Сборник "Блок. Белый. Брюсов. Русские поэтессы"
Художнику дано все измерять бесстрастной мерой: его взгляд, твердый и ясный, должен под случайными чертами видеть прекрасное лицо мира. Дальше — пророчество о войне:
Над всей Европою дракон, Разинув пасть, томится жаждой… Кто нанесет ему удар? Не ведаем: над нашим станом, Как встарь повита даль туманом И пахнет гарью. Там — пожар…
Идея поэмы выражена в сжатых, напряженных стихах:
…Сыны отражены в отцах: Коротенький обрывок рода, Два-три звена — и уж ясны Заветы темной старины: Созрела новая порода — Угль превращается в алмаз.
В четырехстопный пушкинский ямб Блок вкладывает новую ритмическую упругость. Сразу взят тон— мужественный, твердый. Первая глава начинается строками:
Век девятнадцатый, железный, Воистину жестокий век! Тобою в мрак ночной, беззвездный Беспечный брошен человек.
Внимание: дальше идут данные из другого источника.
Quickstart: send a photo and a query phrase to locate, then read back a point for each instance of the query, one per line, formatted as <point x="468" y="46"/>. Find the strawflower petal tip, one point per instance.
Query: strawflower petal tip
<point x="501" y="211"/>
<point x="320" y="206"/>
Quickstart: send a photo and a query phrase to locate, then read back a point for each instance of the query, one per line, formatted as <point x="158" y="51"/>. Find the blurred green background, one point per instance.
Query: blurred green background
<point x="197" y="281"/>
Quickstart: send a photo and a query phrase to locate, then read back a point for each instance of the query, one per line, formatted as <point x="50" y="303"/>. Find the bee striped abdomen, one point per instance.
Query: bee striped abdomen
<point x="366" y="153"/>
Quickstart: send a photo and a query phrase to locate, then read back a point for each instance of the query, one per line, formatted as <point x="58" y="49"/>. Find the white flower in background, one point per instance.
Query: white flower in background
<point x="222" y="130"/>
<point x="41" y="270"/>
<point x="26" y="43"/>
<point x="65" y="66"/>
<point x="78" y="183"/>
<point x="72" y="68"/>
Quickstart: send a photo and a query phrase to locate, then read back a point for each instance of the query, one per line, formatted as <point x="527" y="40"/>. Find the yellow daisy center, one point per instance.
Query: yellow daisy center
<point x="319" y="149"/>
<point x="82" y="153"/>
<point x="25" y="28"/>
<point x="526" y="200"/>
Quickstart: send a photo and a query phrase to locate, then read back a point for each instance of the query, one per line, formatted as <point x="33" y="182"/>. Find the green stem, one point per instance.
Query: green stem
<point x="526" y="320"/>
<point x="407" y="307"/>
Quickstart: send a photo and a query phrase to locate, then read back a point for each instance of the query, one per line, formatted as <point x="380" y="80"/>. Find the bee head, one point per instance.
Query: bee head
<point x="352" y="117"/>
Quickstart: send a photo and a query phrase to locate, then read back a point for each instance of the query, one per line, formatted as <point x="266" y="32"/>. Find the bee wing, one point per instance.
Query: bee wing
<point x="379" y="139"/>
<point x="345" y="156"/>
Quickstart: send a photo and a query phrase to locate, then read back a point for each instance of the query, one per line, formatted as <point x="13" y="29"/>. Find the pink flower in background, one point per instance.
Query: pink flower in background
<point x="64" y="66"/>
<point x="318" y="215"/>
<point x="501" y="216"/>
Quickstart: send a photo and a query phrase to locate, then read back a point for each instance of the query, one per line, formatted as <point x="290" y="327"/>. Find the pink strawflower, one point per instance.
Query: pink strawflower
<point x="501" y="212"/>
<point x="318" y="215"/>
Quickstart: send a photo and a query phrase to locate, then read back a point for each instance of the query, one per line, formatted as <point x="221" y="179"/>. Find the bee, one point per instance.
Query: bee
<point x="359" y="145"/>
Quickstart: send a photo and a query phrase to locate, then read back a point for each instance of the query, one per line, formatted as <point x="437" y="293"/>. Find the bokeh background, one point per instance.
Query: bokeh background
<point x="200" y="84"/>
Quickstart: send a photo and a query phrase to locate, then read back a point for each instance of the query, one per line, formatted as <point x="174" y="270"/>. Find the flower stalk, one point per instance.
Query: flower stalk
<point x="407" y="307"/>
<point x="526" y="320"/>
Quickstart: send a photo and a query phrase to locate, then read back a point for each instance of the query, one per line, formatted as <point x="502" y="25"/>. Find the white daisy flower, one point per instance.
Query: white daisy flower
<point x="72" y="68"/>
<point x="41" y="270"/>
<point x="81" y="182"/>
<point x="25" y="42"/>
Но в длинном перечне грехов XIX века высокий тон эпического сказа резко снижается. Спокойное созерцание, прошедшее «сквозь жар души, сквозь хлад ума», сменяется злобной иронией и невеселым остроумием. Бич ямба щелкает по воздуху, не нанося ударов. С недоумением читаем «сатирические» стихи, вроде:
Век расшибанья лбов об стену Экономических доктрин…
Или:
Век акций, рент и облигаций И мало действенных умов, И дарований половинных (Так справедливей: пополам!)
Характеристика XX века еще мрачнее:
Еще чернее и огромней Тень Люциферова крыла.
Поэт перечисляет предзнаменования наступления конца: комета Галлея, Мессинское землетрясение, первые полеты аэропланов. Тема гибели вдохновляет его, и стихи снова загораются поэтическим огнем. Высоким пафосом полны строки:
…И отвращение от жизни, И к ней безумная любовь, И страсть, и ненависть к отчизне, И черная, земная кровь, Сулит нам, раздувая вены, Все разрушая рубежи, Неслыханные перемены, Невиданные мятежи…
После характеристики двух веков — бытовая картина русской жизни 70-х годов. «Первая глава, — сообщает автор в предисловии, — развивается в 70-х годах прошлого века, на фоне русско-турецкой войны и народовольческого движения, в просвещенной либеральной семье; в эту семью является некий „демон“, первая ласточка „индивидуализма“; человек, похожий на Байрона, с какими-то нездешними порываниями и стремлениями, притупленными, однако, болезнью века, начинающимся fin de siиcle».
Осенью 1878 года: вступление в Петербург победоносных войск, героев Плевны, Шипки и Дубняка. С эпической неторопливостью поэт описывает павловцев и гренадеров, вспоминает героические эпизоды войны, бесстрашие Скобелева, доблесть гвардии, труды и лишения солдат — и заканчивает свое повествование юмористическим рассказом о патриотических чувствах петербургской толпы:
И этот чувств прилив мгновенный Здесь, в петербургском сентябре! Смотри: глава семьи почтенной Сидит верхом на фонаре!
После «массовой сцены» — конспиративное собрание народовольцев, празднующих побег из тюрьмы Софии Перовской; и, наконец, после этих длительных введений начинается повесть о дворянской семье:
В те дни под петербургским небом Живет дворянская семья…
Слог становится ровнее, стих проще и спокойней. С лирической нежностью рассказывает поэт о жизни своего деда — профессора Бекетова. Умирающая дворянская культура, «йducation sentimentale», наивный либерализм и прямое благородство воспеты в стихах, в которых слышится голос Пушкина. Блок не стыдится своей любви к прошлому:
Все это может показаться Смешным и устарелым нам, Но, право, может только хам Над русской жизнью издеваться.